Even after the war ended military activity continued in this location, and by the end of the 1950s combined military and civilian traffic gave Uplands the distinction of having the highest volume of air traffic of any Canadian airport. The airport’s official designation was changed to Ottawa International Airport on August 24, 1964, and in June 1993 the government officially renamed the airport Ottawa Macdonald-Cartier International in honor of two of Canada’s Fathers of Confederation. The Ottawa Macdonald-Cartier International Airport Authority (OMCIAA) was established February 1, 1997 as part of a 26-airport National Airports System.
Like all other airports, Macdonald-Cartier International has an International Air Transport Association (IATA) code used to quickly identify it. While some of these codes make sense, such as DAB for Daytona Beach, Florida, others are not so intuitive. For example, MBS is the airport code for Saginaw, Michigan and GGG represents the East Texas Regional Airport in Longview, Texas. And when flying into Ottawa, Canada the airport code is YOW. The “OW” obviously comes from OttaWa, so that works. The “Y” is for Canada, even though there is no “Y” in the name of the country. The “Y” was selected by Canada and added in front of all their pre-IATA two-character codes. Essentially, it reports that “YES” the weather is monitored at the same location as the airport (or at least that’s the story).

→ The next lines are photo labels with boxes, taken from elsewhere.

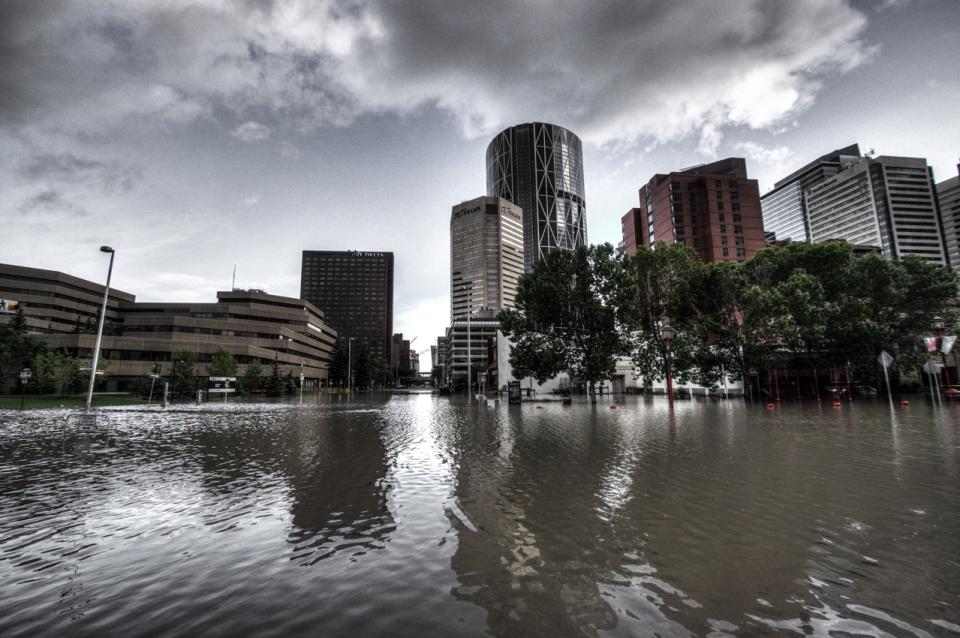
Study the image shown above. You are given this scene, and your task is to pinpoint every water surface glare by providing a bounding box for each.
[0,395,960,636]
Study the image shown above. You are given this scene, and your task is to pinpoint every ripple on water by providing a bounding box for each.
[0,396,960,636]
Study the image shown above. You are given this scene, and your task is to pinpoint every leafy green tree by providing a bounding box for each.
[0,304,43,392]
[370,357,393,388]
[170,350,197,397]
[31,349,80,395]
[618,242,716,384]
[266,359,283,397]
[500,244,625,401]
[281,370,297,397]
[327,339,348,387]
[207,348,237,377]
[353,347,370,390]
[240,359,263,394]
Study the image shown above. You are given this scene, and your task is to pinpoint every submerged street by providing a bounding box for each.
[0,394,960,636]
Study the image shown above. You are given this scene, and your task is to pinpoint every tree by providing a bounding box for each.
[499,244,625,401]
[281,370,297,397]
[31,348,80,395]
[207,347,237,377]
[370,357,393,388]
[617,242,715,384]
[0,304,43,392]
[170,350,197,396]
[266,359,283,397]
[240,359,263,393]
[327,339,348,386]
[353,346,370,390]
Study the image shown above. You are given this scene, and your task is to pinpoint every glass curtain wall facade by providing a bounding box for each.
[487,122,587,272]
[805,156,947,264]
[450,197,523,321]
[937,165,960,270]
[760,144,860,241]
[446,197,524,379]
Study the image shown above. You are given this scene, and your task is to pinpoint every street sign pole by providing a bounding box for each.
[877,350,893,410]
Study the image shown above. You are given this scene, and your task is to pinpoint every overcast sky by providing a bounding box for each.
[0,0,960,360]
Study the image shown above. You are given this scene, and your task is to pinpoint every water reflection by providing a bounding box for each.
[283,410,396,565]
[0,396,960,636]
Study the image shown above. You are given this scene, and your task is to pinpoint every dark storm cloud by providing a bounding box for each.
[0,0,871,147]
[17,153,141,194]
[20,190,90,217]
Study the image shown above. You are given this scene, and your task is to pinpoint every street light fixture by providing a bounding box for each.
[347,337,354,394]
[86,246,115,412]
[660,325,676,410]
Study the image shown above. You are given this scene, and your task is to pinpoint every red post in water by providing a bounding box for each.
[843,363,853,401]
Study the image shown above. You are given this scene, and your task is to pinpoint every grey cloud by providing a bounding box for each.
[230,120,271,142]
[17,153,142,194]
[20,190,90,217]
[0,0,873,152]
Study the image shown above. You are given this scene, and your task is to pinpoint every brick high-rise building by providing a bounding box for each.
[300,250,393,361]
[621,157,766,262]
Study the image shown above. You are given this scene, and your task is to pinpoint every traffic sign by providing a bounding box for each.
[207,377,237,394]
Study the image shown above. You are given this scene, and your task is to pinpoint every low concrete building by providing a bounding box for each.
[0,264,337,390]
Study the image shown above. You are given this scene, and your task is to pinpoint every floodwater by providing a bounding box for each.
[0,395,960,636]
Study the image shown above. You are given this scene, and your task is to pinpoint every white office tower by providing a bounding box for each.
[937,164,960,270]
[446,197,523,379]
[804,156,947,264]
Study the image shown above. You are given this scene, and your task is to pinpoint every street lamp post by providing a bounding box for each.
[87,246,115,412]
[458,284,473,403]
[660,325,675,410]
[347,337,353,394]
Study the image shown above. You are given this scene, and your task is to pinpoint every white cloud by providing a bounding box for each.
[280,142,301,160]
[734,142,793,168]
[0,0,874,150]
[230,121,271,142]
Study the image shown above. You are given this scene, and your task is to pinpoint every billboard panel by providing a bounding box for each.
[207,377,237,394]
[0,299,20,315]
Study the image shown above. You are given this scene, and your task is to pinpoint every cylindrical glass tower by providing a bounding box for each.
[487,122,587,272]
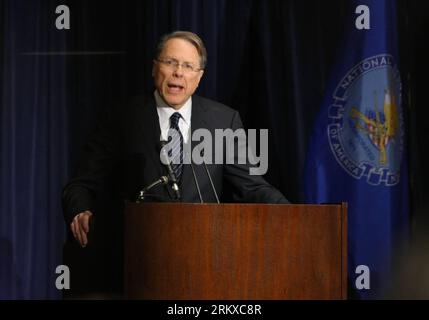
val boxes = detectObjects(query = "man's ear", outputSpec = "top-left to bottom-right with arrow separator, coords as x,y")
198,70 -> 204,85
152,60 -> 156,77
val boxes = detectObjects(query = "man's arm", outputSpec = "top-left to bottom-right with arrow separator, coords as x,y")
224,112 -> 289,204
62,106 -> 118,246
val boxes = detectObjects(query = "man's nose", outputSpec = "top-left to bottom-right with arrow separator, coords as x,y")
173,64 -> 183,78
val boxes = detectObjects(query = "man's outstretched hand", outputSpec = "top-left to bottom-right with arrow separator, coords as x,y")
70,211 -> 93,247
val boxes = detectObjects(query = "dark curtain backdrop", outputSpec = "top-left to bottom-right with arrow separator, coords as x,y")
0,0 -> 429,298
0,1 -> 69,299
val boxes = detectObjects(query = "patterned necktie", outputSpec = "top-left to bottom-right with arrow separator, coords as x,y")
168,112 -> 183,183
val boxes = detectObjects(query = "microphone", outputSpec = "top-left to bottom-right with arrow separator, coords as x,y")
185,152 -> 204,203
201,149 -> 220,204
136,176 -> 169,203
159,140 -> 181,200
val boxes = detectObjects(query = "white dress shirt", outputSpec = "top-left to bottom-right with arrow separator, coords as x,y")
154,90 -> 192,143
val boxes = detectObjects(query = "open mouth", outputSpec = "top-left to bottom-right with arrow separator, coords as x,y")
167,83 -> 184,93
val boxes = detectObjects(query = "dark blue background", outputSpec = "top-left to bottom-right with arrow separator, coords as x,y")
0,0 -> 429,299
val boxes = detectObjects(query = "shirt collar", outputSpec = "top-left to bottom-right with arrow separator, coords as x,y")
154,90 -> 192,126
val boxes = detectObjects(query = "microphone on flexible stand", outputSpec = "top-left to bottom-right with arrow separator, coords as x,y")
201,149 -> 220,204
159,140 -> 181,200
136,176 -> 168,203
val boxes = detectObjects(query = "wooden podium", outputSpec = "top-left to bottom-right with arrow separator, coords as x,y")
124,203 -> 347,300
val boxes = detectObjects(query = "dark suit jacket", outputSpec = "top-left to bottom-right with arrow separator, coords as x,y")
63,95 -> 288,222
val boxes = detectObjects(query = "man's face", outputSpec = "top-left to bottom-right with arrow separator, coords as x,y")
152,38 -> 203,109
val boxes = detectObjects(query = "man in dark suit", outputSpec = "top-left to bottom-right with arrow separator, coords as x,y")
63,31 -> 288,247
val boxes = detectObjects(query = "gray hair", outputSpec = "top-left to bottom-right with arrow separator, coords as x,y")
155,31 -> 207,69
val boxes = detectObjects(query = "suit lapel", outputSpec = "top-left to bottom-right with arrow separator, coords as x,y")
182,96 -> 207,201
141,97 -> 164,180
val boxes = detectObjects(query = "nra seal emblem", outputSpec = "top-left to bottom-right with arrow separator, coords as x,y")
327,54 -> 404,186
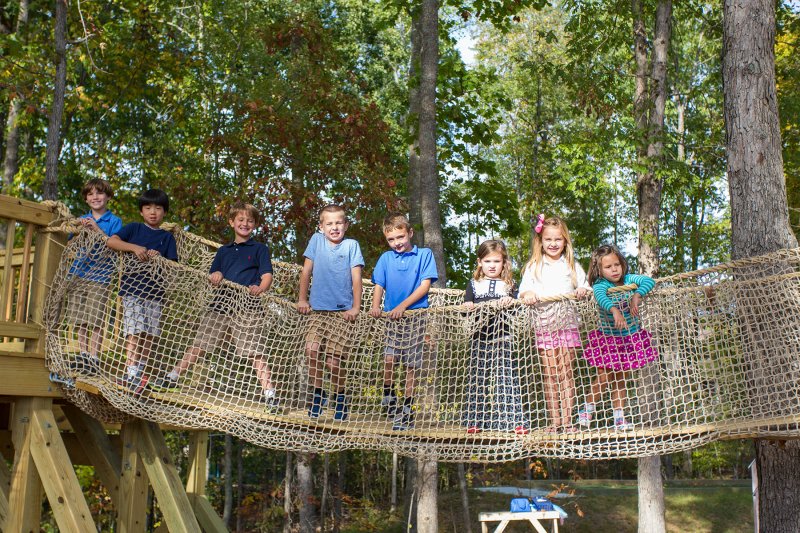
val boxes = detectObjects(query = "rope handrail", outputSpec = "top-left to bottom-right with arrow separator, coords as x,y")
44,224 -> 800,461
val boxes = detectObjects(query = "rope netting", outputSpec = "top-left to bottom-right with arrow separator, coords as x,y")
44,228 -> 800,461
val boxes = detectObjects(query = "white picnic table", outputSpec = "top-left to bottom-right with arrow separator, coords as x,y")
478,511 -> 561,533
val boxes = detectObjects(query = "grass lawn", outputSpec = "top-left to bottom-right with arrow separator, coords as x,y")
439,480 -> 753,533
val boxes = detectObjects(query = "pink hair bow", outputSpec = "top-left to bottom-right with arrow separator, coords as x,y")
533,213 -> 544,233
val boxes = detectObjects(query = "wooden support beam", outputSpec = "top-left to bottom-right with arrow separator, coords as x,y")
0,353 -> 61,398
30,399 -> 97,533
186,430 -> 208,496
61,405 -> 122,505
5,398 -> 44,533
116,422 -> 149,533
189,492 -> 228,533
134,420 -> 200,533
0,442 -> 11,526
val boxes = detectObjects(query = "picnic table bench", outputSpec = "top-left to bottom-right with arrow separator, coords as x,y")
478,511 -> 561,533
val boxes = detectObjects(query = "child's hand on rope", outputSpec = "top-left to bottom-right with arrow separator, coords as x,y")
520,291 -> 539,305
628,292 -> 642,316
131,244 -> 151,261
78,218 -> 100,231
497,296 -> 514,307
611,307 -> 628,329
249,285 -> 267,296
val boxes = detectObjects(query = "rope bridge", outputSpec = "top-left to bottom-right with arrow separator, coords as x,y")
44,227 -> 800,462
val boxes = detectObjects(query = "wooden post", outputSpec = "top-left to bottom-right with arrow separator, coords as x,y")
186,431 -> 228,533
5,398 -> 46,533
61,405 -> 122,500
26,224 -> 67,353
115,422 -> 149,533
186,431 -> 208,496
133,420 -> 200,533
30,398 -> 97,533
0,444 -> 11,526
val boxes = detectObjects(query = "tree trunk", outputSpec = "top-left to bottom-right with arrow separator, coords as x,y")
2,0 -> 28,193
631,0 -> 672,533
458,463 -> 472,533
222,434 -> 233,529
406,13 -> 425,237
42,0 -> 67,200
419,0 -> 447,287
722,0 -> 800,532
283,452 -> 294,533
417,458 -> 439,533
297,453 -> 317,533
236,439 -> 244,533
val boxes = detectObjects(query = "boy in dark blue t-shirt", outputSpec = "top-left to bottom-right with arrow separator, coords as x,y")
153,202 -> 277,409
106,189 -> 178,393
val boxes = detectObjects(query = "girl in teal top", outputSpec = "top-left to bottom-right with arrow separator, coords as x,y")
578,245 -> 658,430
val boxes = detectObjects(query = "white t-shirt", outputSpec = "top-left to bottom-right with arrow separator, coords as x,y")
519,255 -> 591,298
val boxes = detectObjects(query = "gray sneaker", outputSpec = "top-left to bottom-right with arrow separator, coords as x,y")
150,376 -> 180,392
392,405 -> 414,431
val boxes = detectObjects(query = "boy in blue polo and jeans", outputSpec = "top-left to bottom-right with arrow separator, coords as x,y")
106,189 -> 178,394
369,214 -> 438,431
297,205 -> 364,420
66,178 -> 122,374
152,202 -> 277,410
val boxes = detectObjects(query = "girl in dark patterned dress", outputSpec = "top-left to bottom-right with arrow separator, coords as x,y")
463,240 -> 528,435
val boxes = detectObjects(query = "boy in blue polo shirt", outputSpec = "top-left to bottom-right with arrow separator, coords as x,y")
369,214 -> 438,431
297,205 -> 364,420
152,202 -> 277,409
66,178 -> 122,374
106,189 -> 178,394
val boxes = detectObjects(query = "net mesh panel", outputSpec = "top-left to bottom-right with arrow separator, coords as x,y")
44,228 -> 800,462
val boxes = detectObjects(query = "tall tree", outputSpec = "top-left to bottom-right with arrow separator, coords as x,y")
631,0 -> 672,533
42,0 -> 67,200
722,0 -> 800,532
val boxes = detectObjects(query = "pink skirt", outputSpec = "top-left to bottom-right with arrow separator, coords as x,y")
536,328 -> 581,350
583,329 -> 658,370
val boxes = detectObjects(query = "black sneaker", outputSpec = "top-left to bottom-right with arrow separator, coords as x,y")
392,405 -> 414,431
150,376 -> 180,392
381,396 -> 397,418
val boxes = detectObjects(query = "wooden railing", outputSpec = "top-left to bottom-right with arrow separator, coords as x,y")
0,195 -> 65,396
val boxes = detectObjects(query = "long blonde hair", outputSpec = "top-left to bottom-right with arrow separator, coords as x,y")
472,239 -> 514,287
525,217 -> 578,287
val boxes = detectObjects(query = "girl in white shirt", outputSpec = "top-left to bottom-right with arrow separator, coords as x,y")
519,215 -> 591,433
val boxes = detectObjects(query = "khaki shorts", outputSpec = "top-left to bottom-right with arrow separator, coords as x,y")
384,312 -> 428,368
192,311 -> 261,355
122,295 -> 161,337
66,278 -> 111,327
306,311 -> 353,357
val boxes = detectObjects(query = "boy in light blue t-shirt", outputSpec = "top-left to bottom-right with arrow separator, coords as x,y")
369,214 -> 438,431
66,178 -> 122,374
297,205 -> 364,420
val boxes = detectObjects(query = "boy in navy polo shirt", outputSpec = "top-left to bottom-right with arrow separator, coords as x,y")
152,202 -> 277,409
106,189 -> 178,394
369,214 -> 438,431
297,205 -> 364,420
66,178 -> 122,374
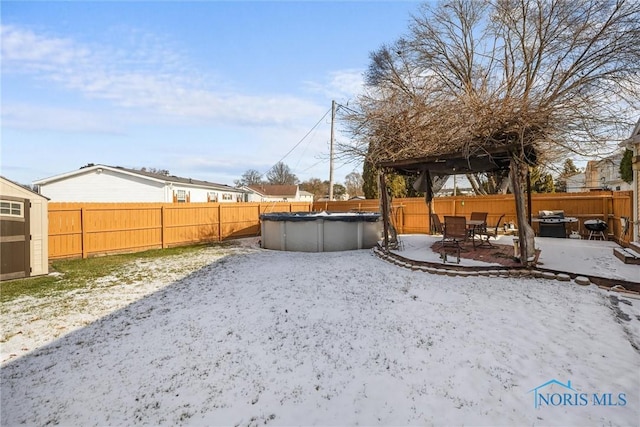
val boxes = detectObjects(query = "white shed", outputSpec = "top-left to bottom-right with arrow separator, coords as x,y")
0,176 -> 49,280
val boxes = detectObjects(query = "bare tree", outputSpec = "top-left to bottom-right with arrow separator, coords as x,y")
267,162 -> 299,185
344,172 -> 364,197
340,0 -> 640,260
233,169 -> 262,187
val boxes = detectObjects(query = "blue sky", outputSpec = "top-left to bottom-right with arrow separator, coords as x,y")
0,1 -> 420,185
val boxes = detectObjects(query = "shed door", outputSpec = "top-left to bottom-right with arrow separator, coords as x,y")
0,196 -> 31,280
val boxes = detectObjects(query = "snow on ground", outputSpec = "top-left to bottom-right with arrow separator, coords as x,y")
394,234 -> 640,283
0,239 -> 640,426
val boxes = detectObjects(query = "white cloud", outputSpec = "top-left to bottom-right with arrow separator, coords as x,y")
2,26 -> 322,126
2,104 -> 123,134
306,69 -> 364,102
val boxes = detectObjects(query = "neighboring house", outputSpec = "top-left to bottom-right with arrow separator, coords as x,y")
0,176 -> 49,280
242,184 -> 313,202
566,172 -> 588,193
621,119 -> 640,243
33,165 -> 245,203
567,151 -> 632,193
584,151 -> 631,191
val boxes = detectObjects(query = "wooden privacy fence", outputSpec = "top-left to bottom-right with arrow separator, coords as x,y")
49,202 -> 311,259
313,191 -> 633,244
49,191 -> 633,259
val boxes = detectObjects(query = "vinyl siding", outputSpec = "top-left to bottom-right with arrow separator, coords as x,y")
40,169 -> 166,203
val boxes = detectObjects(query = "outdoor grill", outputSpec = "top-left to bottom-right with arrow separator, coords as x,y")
584,219 -> 607,240
536,211 -> 571,237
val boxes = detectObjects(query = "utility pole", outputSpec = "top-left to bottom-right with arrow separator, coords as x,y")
329,101 -> 336,200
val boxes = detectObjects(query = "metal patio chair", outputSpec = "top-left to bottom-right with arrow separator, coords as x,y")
441,216 -> 468,264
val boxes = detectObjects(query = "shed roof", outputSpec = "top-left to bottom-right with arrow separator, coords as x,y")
0,176 -> 49,200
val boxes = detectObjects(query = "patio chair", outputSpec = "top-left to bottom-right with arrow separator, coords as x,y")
431,214 -> 443,234
469,212 -> 489,236
441,216 -> 468,263
478,214 -> 504,248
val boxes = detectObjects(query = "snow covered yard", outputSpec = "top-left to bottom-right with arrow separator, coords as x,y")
1,242 -> 640,426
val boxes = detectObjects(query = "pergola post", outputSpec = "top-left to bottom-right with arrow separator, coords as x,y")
378,171 -> 390,252
509,157 -> 536,266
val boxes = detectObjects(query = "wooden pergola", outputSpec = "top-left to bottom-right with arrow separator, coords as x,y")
376,145 -> 536,263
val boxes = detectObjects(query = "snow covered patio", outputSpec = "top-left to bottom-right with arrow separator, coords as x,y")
384,234 -> 640,284
1,236 -> 640,426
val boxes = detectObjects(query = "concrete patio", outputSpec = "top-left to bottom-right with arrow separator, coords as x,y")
382,234 -> 640,289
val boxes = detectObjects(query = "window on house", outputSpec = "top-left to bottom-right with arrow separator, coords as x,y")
0,200 -> 24,218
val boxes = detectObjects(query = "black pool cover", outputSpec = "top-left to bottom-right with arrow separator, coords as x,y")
260,212 -> 380,222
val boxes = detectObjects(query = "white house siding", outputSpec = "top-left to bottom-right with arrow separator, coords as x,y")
566,173 -> 588,193
40,169 -> 165,203
0,179 -> 49,276
185,183 -> 244,203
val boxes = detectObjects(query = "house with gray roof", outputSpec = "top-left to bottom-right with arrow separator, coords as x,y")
33,165 -> 246,203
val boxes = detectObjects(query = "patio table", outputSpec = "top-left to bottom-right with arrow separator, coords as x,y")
467,219 -> 487,249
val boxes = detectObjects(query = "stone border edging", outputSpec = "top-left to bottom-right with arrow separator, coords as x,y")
372,245 -> 640,294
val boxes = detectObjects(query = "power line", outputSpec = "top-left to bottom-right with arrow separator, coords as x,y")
262,108 -> 331,181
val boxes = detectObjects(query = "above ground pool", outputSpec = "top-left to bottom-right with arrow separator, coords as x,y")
260,212 -> 382,252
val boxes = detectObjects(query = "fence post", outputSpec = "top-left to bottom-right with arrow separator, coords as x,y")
160,205 -> 167,249
80,208 -> 89,258
218,203 -> 222,242
602,192 -> 615,236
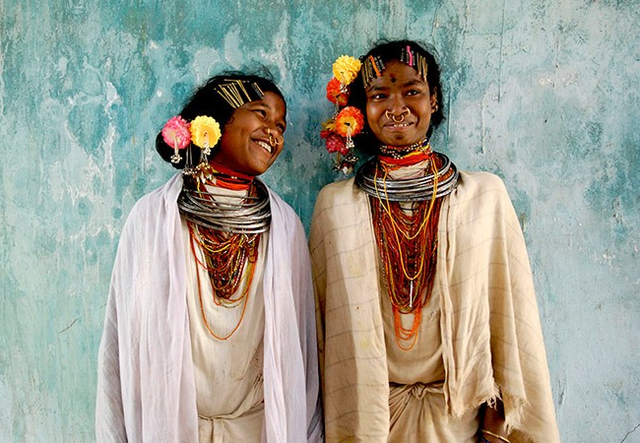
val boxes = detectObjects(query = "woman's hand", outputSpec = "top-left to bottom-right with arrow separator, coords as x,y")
479,400 -> 510,443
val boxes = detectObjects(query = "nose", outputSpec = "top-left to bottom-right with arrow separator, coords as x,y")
267,125 -> 284,147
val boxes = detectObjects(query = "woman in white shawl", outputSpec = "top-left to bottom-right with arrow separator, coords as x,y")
96,73 -> 323,443
310,41 -> 559,443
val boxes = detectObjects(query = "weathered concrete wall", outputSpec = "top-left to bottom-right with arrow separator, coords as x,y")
0,0 -> 640,442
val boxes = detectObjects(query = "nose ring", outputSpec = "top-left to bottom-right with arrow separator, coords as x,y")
267,128 -> 282,147
384,109 -> 411,123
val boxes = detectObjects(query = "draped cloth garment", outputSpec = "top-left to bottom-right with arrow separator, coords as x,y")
96,174 -> 323,443
182,210 -> 269,443
309,172 -> 560,443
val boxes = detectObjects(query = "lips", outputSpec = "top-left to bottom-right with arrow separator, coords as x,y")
253,140 -> 273,154
384,122 -> 413,131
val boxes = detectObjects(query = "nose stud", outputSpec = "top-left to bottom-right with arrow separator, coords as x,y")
384,109 -> 411,123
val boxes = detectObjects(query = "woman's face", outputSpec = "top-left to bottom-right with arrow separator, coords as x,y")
366,61 -> 436,147
212,92 -> 286,176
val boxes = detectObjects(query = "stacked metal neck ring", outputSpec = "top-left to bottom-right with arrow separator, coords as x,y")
355,151 -> 460,202
178,179 -> 271,234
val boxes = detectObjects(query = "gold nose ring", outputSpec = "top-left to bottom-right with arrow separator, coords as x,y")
267,128 -> 282,147
384,109 -> 411,123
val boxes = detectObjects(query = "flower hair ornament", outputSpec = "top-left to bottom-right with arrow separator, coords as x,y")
320,55 -> 364,174
161,115 -> 222,175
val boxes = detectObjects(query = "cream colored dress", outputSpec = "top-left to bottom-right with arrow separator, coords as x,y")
378,162 -> 479,443
309,172 -> 560,443
182,188 -> 269,443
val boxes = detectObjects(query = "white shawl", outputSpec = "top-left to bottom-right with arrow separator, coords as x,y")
96,174 -> 323,443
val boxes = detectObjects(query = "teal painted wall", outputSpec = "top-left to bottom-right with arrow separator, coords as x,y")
0,0 -> 640,443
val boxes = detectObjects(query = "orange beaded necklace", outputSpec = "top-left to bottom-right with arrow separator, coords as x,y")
187,165 -> 260,340
370,150 -> 442,351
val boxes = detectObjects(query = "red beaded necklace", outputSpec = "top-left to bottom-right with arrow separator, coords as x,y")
187,164 -> 260,340
370,151 -> 442,351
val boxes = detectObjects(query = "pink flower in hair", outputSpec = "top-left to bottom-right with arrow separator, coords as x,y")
162,115 -> 191,150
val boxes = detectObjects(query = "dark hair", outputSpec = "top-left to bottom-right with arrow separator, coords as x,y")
156,68 -> 285,169
347,40 -> 444,155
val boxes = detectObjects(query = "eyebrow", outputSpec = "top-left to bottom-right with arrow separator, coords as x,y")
366,79 -> 427,94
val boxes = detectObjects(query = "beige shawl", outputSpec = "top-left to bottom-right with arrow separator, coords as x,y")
310,173 -> 560,443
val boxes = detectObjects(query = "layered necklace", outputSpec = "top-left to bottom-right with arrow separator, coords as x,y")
356,139 -> 458,350
178,164 -> 271,340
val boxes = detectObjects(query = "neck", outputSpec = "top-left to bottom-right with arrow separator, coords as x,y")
378,138 -> 433,168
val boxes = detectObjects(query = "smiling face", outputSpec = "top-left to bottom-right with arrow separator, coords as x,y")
366,61 -> 436,147
212,92 -> 286,176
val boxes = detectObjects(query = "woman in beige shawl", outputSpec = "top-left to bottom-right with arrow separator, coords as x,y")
310,41 -> 560,443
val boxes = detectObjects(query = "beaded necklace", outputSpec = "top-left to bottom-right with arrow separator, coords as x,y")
356,144 -> 458,351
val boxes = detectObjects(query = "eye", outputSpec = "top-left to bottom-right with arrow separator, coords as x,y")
369,92 -> 387,100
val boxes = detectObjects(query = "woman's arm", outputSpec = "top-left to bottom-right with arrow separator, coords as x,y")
478,400 -> 509,443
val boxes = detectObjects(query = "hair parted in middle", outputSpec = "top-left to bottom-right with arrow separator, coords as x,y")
347,40 -> 444,155
156,68 -> 286,169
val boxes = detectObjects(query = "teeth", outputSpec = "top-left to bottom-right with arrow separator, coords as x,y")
256,140 -> 271,154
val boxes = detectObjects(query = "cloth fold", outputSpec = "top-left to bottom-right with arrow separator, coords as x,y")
96,173 -> 323,443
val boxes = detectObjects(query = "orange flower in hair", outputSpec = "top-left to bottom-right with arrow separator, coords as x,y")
335,106 -> 364,137
327,77 -> 349,106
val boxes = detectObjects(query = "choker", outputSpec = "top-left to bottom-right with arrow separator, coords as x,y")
178,177 -> 271,234
379,137 -> 431,160
355,151 -> 460,202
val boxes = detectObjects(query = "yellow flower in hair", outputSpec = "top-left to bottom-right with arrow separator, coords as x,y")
189,115 -> 222,149
335,106 -> 364,137
333,55 -> 362,85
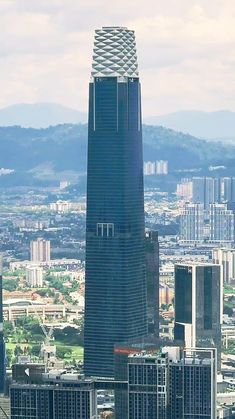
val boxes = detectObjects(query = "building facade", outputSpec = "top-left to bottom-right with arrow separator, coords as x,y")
84,27 -> 147,377
180,204 -> 204,243
128,347 -> 217,419
0,255 -> 6,394
10,382 -> 97,419
145,231 -> 159,336
209,204 -> 234,243
26,266 -> 43,288
174,263 -> 223,367
30,237 -> 51,263
212,248 -> 235,284
192,177 -> 221,210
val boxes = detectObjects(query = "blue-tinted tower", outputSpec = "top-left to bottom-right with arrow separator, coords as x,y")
0,255 -> 6,394
84,27 -> 147,377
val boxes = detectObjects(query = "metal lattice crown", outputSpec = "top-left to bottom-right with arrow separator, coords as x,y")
91,27 -> 139,77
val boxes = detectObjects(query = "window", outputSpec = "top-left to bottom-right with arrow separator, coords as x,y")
96,223 -> 114,237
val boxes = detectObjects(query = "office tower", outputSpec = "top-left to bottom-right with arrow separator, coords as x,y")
0,255 -> 6,394
30,237 -> 51,263
114,335 -> 184,419
84,27 -> 147,377
167,348 -> 217,419
10,378 -> 97,419
180,204 -> 204,243
145,231 -> 159,336
26,266 -> 43,288
128,353 -> 169,419
128,347 -> 216,419
221,177 -> 235,203
209,204 -> 234,243
176,178 -> 193,201
144,161 -> 156,176
212,248 -> 235,284
174,263 -> 223,367
156,160 -> 168,175
192,177 -> 221,210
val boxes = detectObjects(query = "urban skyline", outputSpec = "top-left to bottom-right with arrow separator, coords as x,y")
0,0 -> 235,116
0,9 -> 235,419
84,27 -> 147,377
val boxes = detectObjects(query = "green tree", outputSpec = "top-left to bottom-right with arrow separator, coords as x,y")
14,345 -> 23,357
29,345 -> 41,357
2,279 -> 19,291
56,346 -> 72,359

But “YOW” may actually be an appropriate acronym for this airport. Construction of a massive airport terminal building began in 1957, and the new terminal was scheduled to open in August of 1959 with all the pomp and circumstance expected after a major project of this nature. As part of the opening ceremonies, there would be an airshow by a Lockheed F-104 Starfighter, a US supersonic jet. The Starfighter would perform a series of designated aerial maneuvers, but a Canadian official opted for a last-minute change in the routine. He requested something special – a supersonic fly-by. As reported by Time Magazine, the breaking of the sound barrier so close to the new structure resulted in disaster:
Answering an official’s request to see him buzz the field, the pilot swung the Starfighter out over the city in an arc, then leveled and came in low and flat. Like a bullet, he was gone. And so was the new terminal. Only splinters were left of more than $10,000 worth of glass; the whole north wall was smashed; tiles fell from the ceiling, and insulating material poured to the floor. Door frames, window frames, and even structural beams were twisted.
The Starfighter broke not only the sound barrier, but virtually every window in the structure. This mishap also caused significant structural damage to the building, adding about a year and $500,000 to the construction schedule. The terminal was finally repaired, and subsequently dedicated by Prime Minister John Diefenbaker on June 30, 1960. Although there were no reports of injuries, there are unique ICD-10-CM codes for:
V97.818A Other air transport accident involving military aircraft, initial encounter
Y37.201 Military operations involving unspecified explosion and fragments, civilian
Y99.1 Military activity
In addition, there are ICD-10-CM codes that would only be reported when ground safety measures failed:
V97.32XA Injured by rotating propeller, initial encounter
V97.33XA Sucked into jet engine, initial encounter
The Ottawa fly-by was a disaster, but it wasn’t unique. In 2012, a pair of Brazilian jets buzzed the country’s Supreme Court building as part of a flag changing ceremony. In this incident, the jets also shattered the glass in the courthouse, causing thousands of dollars in damages. In the words of A. A. Milne, Eeyore says:
They’re funny things, accidents. You never have them till you’re having them.